Revenge lust ran deep in our family.

Des’s smile broadened. “You bet I did. One night I snuck into her room when she was asleep and cut off big chunks of her hair, right in the front. The next day she looked ridiculous. It was awesome!”

Now everybody laughed. A zing and a pop burst somewhere deep in my chest.

“It sort of backfired, though,” he added. He turned back to my kids. “My mum was so furious she took me straight to the barber and he shaved me bald. I was the only twelve-year-old in town with a shiny head. It was not a good look for me.”





After dinner, Des helped clear the table while talking with Jasper about properly matching wine to the entrée. Dody, having decided this new stranger in town trumped a night playing poker with her friends, lounged on a cushioned chaise like Cleopatra.

Paige sat next to her, playing with a doll. “This is how you did it, Aunt Dody,” she said, providing a dramatic reenactment of the fall. “You went, step, step, step, wahhhhhhh!”

Then Paige whacked the Barbie’s head against the arm of Dody’s chair.

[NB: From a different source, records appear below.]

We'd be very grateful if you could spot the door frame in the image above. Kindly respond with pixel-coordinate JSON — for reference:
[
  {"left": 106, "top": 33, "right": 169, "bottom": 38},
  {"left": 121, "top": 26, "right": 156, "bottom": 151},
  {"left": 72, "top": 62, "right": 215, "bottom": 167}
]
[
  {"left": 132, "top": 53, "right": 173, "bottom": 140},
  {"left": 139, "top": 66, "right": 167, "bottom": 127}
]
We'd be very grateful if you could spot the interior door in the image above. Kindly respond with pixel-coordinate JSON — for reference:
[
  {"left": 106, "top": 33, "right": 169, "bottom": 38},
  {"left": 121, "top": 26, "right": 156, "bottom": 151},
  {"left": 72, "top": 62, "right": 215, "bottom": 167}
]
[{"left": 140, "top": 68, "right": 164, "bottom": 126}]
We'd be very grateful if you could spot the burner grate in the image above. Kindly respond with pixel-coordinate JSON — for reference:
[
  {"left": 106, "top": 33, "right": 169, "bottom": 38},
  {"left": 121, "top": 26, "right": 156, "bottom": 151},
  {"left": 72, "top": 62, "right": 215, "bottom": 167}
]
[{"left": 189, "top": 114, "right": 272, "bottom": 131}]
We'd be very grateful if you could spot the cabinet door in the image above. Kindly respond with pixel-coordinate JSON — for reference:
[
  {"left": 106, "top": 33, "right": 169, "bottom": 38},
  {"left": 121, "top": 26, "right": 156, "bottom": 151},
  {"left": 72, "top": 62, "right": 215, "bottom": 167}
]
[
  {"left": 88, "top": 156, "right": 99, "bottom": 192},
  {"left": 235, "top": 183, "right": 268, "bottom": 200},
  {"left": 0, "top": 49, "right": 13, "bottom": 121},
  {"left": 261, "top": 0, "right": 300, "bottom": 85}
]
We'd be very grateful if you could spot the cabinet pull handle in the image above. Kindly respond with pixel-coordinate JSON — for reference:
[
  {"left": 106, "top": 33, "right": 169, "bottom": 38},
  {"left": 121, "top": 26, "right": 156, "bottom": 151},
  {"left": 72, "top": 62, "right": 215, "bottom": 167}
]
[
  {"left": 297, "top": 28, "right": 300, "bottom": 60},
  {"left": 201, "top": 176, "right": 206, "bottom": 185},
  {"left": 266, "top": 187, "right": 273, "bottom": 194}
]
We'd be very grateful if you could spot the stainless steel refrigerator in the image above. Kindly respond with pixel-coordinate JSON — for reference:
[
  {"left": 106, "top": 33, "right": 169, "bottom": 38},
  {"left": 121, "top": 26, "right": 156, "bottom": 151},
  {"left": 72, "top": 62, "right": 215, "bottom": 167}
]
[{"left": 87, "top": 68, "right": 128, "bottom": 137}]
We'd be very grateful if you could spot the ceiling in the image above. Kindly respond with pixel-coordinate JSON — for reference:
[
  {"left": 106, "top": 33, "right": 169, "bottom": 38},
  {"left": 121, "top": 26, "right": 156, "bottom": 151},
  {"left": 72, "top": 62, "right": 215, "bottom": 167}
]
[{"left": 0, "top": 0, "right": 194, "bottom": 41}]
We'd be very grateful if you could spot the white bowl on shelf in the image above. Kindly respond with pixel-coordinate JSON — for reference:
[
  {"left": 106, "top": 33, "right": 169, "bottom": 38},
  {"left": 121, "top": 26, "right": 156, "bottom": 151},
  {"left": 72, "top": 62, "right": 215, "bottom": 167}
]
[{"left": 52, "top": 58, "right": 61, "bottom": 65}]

“Oh, that’s lovely, dear.”

“Can I see your snitches again?”

“Stitches, Paige. And Dody needs to keep her bandage on. Stop pestering her,” I said.

Des looked over from the kitchen. “I’ll stop back tomorrow to change the bandage, Paige. Then you can see the snitches.”

Fontaine gave me a discreet thumbs-up. I turned away. What difference did it make if Dr. Delicious came back? He was only coming to check on Dody. It didn’t have anything to do with me. And I didn’t care anyway. I wasn’t interested. Nonetheless, the elastic in my underpants suddenly got very itchy.